The Messrs. Poole had executed their commission upon Vesper Bridge, pouncing upon Mr. Johnson as he passed between them, all unsuspecting. They might well have failed in their errand, however, had it not been that Mr. Johnson was, in a manner of speaking, in dishabille, having left his gun at the hotel. Even so, he improvised several new lines and some effective stage business before he was overpowered by numbers and weight.
The brothers Poole were regarded with much disfavor by Undersheriff
Barton, who made the arrest; but their appearance bore out their story.
It was plain that some one had battered them.
Mr. Johnson quite won the undersheriff's esteem by his seemly bearing after the arrest. He accepted the situation with extreme composure, exhibiting small rancor toward his accusers, refraining from counter-comment to their heated descriptive analysis of himself; he troubled himself to make no denials.
"I'll tell my yarn to the judge," he said, and walked to jail with his captors in friendliest fashion.
These circumstances, coupled with the deputy's experienced dislike for the complaining witnesses and a well-grounded unofficial joy at their battered state, won favor for the prisoner. The second floor of the jail was crowded with a noisy and noisome crew. Johnson was taken to the third floor, untenanted save for himself, and ushered into a quiet and pleasant corner cell, whence he might solace himself by a view of the street and the courthouse park. Further, the deputy ministered to Mr. Johnson's hurts with water and court-plaster, and a beefsteak applied to a bruised and swollen eye. He volunteered his good offices as a witness in the moot matter of intoxication and in all ways gave him treatment befitting an honored guest.
"Now, what else?" he said. "You can't get a hearing until to-morrow; the justice of the peace is out of town. Do you know anybody here? Can you give bail?"
"Ya-as, I reckon so. But I won't worry about that till to-morrow. Night in jail don't hurt any one."
"If I can do anything for you, don't hesitate to ask."
"Thank you kindly, I'll take you up on that. Just let me think up a little."
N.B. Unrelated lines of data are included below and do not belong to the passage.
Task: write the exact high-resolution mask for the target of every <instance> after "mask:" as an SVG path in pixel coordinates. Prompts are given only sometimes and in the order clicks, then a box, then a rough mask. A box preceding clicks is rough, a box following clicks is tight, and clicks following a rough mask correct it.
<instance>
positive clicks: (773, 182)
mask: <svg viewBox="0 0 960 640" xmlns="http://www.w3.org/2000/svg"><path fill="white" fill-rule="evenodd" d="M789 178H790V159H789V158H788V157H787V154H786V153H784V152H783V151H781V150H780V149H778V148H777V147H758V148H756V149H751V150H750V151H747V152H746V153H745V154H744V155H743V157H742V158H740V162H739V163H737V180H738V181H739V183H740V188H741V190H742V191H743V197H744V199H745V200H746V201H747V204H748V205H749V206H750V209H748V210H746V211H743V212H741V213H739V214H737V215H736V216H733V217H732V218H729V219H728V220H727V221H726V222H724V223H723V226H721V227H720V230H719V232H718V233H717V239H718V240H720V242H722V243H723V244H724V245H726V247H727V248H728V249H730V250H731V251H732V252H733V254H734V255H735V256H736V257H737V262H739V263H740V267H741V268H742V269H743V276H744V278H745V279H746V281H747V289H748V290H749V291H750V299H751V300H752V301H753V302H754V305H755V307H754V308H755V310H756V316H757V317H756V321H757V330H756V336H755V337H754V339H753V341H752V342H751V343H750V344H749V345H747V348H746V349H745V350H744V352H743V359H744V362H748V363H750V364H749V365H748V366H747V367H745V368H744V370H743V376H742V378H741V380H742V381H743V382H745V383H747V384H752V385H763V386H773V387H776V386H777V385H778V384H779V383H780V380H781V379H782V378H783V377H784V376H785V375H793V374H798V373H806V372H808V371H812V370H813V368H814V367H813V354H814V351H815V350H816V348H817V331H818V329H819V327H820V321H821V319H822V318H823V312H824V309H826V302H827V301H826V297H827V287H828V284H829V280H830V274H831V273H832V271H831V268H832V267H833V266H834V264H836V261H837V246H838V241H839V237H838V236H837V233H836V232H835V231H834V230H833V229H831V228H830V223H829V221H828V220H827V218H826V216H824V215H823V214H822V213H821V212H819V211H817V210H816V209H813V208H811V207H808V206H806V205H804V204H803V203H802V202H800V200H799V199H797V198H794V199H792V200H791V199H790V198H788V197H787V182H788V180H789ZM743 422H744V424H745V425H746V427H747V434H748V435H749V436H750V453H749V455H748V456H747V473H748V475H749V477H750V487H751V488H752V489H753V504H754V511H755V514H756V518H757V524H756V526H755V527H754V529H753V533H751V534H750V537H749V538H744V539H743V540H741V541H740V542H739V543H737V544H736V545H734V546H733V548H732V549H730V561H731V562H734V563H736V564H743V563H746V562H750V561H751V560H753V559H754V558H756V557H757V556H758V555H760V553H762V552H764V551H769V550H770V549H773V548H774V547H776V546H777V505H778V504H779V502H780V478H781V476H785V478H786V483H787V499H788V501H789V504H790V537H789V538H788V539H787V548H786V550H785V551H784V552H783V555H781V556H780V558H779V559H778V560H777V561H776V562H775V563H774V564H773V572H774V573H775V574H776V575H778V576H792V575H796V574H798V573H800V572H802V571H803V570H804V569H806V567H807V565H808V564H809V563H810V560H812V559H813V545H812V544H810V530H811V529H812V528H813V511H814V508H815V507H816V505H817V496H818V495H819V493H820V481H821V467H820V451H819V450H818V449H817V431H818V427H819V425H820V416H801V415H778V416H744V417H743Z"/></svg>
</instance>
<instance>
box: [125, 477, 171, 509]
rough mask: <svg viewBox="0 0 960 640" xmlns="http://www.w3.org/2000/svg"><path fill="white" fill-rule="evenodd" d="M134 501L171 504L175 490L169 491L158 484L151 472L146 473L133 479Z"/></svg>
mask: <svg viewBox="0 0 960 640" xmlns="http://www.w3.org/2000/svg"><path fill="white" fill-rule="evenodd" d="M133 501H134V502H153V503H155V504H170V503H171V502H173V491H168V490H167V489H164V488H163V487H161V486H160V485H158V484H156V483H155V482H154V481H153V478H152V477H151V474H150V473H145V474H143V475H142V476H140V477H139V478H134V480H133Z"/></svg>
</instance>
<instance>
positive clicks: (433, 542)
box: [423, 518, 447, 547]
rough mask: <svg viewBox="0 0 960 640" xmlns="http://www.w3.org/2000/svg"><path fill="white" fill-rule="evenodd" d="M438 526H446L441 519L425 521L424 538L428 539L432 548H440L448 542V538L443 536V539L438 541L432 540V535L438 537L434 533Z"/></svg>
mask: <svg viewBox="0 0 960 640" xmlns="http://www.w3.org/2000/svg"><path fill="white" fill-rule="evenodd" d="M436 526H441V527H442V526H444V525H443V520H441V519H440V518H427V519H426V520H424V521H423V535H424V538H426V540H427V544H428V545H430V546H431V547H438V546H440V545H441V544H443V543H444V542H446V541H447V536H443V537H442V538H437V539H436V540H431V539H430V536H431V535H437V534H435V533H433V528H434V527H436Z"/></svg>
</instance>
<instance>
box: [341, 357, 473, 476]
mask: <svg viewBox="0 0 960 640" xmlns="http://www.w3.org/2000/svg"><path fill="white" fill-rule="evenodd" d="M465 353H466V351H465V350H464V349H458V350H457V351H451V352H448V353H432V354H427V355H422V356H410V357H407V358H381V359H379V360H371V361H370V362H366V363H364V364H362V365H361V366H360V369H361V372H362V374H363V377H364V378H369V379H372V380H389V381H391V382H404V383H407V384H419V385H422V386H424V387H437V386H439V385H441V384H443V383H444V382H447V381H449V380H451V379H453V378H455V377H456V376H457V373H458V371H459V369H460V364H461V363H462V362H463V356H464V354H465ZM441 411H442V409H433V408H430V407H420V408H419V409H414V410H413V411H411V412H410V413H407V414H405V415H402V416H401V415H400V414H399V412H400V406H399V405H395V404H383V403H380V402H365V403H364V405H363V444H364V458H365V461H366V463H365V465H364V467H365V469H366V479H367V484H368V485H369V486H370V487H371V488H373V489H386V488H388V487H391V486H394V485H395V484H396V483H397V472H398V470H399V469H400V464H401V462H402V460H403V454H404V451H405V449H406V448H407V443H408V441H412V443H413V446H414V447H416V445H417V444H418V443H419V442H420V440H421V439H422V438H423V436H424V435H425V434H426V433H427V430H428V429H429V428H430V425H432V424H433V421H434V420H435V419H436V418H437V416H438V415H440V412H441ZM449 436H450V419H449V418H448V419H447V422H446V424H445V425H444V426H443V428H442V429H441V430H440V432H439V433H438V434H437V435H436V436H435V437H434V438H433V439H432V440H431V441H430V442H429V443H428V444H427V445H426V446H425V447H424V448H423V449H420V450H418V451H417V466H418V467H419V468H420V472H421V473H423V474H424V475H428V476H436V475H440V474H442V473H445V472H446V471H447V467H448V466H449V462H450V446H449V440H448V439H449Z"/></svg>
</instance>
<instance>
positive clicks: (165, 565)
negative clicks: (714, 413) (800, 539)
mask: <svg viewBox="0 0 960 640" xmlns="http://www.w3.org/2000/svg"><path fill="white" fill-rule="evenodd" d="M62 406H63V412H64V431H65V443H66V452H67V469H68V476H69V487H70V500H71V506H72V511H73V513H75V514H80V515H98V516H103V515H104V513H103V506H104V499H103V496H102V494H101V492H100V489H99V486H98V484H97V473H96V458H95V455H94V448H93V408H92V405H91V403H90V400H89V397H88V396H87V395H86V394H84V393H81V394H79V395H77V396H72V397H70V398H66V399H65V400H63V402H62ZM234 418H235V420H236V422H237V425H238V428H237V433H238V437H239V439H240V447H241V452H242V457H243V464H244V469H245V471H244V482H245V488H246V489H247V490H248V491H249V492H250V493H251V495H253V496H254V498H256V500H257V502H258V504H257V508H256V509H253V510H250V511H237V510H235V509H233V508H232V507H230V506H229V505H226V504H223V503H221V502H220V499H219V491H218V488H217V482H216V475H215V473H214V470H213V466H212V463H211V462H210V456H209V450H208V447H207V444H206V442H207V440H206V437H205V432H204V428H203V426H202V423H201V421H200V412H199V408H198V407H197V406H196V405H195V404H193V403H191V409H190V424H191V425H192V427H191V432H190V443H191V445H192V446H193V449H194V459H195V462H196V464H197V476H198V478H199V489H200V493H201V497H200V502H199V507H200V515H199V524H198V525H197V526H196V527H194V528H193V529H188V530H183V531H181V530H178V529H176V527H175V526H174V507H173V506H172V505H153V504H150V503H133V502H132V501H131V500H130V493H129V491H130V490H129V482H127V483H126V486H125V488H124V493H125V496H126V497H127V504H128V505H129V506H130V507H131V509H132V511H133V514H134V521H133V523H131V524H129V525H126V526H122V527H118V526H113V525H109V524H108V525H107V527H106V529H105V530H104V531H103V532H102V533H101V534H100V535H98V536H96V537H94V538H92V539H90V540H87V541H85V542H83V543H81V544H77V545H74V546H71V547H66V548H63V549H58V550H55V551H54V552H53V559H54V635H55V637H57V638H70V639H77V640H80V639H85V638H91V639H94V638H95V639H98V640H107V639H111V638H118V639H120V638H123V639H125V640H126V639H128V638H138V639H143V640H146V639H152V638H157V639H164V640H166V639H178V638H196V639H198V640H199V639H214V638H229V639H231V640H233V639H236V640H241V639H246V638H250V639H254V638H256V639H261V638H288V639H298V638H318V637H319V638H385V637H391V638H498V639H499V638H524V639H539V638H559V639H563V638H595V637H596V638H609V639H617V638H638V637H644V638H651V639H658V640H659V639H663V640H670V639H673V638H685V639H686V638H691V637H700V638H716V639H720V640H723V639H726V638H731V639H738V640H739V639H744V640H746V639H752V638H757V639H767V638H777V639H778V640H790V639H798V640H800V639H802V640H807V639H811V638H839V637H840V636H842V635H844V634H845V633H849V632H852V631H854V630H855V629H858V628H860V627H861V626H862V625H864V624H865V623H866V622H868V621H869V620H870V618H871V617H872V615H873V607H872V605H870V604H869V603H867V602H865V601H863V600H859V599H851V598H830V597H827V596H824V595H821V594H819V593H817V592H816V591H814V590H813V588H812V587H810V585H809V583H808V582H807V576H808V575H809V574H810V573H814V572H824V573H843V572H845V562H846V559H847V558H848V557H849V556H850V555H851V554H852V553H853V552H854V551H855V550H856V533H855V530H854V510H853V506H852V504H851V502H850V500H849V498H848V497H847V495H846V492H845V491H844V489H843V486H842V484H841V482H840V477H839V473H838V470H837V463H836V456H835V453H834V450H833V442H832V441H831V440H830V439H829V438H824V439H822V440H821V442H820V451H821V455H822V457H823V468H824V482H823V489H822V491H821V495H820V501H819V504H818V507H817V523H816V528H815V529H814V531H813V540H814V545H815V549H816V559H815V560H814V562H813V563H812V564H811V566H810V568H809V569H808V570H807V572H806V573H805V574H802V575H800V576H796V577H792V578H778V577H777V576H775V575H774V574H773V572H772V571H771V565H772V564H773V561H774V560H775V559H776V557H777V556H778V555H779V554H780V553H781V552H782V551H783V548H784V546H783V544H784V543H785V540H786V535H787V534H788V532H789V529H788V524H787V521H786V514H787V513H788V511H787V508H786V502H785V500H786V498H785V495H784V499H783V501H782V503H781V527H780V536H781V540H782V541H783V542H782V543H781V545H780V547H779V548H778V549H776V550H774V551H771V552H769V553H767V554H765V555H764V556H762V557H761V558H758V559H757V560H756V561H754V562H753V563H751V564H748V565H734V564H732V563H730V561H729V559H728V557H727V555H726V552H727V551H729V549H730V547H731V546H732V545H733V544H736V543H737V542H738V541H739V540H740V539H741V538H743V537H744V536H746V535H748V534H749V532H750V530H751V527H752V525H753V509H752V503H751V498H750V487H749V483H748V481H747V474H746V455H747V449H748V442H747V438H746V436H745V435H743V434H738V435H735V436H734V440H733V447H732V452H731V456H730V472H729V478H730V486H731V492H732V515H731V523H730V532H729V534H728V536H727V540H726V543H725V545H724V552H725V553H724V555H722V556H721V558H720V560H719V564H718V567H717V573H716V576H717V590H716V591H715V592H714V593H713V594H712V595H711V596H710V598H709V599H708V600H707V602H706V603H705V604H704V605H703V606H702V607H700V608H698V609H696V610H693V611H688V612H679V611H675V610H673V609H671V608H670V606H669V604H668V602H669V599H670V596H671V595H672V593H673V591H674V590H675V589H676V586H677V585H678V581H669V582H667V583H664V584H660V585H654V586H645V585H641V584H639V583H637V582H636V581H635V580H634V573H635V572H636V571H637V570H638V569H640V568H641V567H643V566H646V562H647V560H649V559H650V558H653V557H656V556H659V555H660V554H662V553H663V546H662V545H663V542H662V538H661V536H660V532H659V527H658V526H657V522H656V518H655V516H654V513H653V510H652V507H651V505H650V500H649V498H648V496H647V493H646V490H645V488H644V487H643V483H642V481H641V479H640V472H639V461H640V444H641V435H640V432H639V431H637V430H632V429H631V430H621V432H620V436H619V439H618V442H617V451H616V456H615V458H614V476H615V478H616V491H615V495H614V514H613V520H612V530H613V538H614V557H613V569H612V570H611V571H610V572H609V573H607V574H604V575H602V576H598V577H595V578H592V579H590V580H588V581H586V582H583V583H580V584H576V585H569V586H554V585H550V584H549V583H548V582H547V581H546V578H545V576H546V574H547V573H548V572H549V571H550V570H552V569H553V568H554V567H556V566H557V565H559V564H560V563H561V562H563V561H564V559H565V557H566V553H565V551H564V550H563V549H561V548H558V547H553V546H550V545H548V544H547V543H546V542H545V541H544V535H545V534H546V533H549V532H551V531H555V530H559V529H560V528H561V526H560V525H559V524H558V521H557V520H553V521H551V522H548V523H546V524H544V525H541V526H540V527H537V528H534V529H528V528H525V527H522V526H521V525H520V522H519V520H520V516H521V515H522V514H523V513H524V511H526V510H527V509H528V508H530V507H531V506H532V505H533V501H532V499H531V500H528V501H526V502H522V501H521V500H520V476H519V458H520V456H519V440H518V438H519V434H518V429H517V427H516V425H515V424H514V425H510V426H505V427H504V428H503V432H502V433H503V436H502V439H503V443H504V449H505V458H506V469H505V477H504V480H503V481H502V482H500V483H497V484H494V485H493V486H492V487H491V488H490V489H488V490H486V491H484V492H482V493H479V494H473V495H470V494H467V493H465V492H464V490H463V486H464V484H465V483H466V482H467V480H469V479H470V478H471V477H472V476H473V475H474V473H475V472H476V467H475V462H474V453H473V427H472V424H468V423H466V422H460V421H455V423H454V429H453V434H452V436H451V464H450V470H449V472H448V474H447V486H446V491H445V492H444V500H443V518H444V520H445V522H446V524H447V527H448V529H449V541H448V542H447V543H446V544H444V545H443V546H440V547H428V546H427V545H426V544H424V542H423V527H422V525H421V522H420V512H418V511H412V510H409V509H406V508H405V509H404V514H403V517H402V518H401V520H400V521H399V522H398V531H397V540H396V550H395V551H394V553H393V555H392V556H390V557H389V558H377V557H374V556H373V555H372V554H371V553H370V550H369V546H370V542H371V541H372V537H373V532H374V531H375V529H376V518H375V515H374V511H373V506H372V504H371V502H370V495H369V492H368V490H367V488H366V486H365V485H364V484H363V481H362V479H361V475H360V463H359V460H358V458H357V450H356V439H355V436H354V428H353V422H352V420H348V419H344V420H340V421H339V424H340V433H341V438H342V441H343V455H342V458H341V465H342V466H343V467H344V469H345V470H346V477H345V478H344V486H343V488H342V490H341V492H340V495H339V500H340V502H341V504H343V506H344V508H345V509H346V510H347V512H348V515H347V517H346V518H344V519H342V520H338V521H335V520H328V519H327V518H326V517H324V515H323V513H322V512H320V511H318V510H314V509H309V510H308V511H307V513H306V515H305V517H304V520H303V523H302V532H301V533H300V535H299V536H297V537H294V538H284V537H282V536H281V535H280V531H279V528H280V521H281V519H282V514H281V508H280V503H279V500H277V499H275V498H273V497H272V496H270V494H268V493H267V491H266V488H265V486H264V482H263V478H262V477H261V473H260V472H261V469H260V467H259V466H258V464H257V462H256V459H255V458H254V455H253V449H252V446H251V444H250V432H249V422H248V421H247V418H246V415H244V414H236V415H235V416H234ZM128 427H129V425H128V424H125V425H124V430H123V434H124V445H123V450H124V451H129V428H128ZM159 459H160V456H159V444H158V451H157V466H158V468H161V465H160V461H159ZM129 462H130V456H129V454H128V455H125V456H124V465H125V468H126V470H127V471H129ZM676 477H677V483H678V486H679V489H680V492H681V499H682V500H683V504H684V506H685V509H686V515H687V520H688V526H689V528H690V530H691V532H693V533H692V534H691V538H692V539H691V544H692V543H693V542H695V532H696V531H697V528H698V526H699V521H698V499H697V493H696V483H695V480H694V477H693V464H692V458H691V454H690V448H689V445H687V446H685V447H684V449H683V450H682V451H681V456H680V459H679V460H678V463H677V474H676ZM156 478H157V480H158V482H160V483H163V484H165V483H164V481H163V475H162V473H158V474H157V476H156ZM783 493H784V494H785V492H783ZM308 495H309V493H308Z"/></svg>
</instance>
The upshot of his considerations was that the jailer carried to a tailor's shop Johnson's coat and vest, sadly mishandled during the brief affray on the bridge; the deputy dispatched a messenger to the Selden Farm with a note for Miss Mary Selden, and also made diligent inquiry as to Mr. Oscar Mitchell, reporting that Mr. Mitchell had taken the westbound flyer at four o'clock, together with Mr. Pelman, his clerk; both taking tickets to El Paso.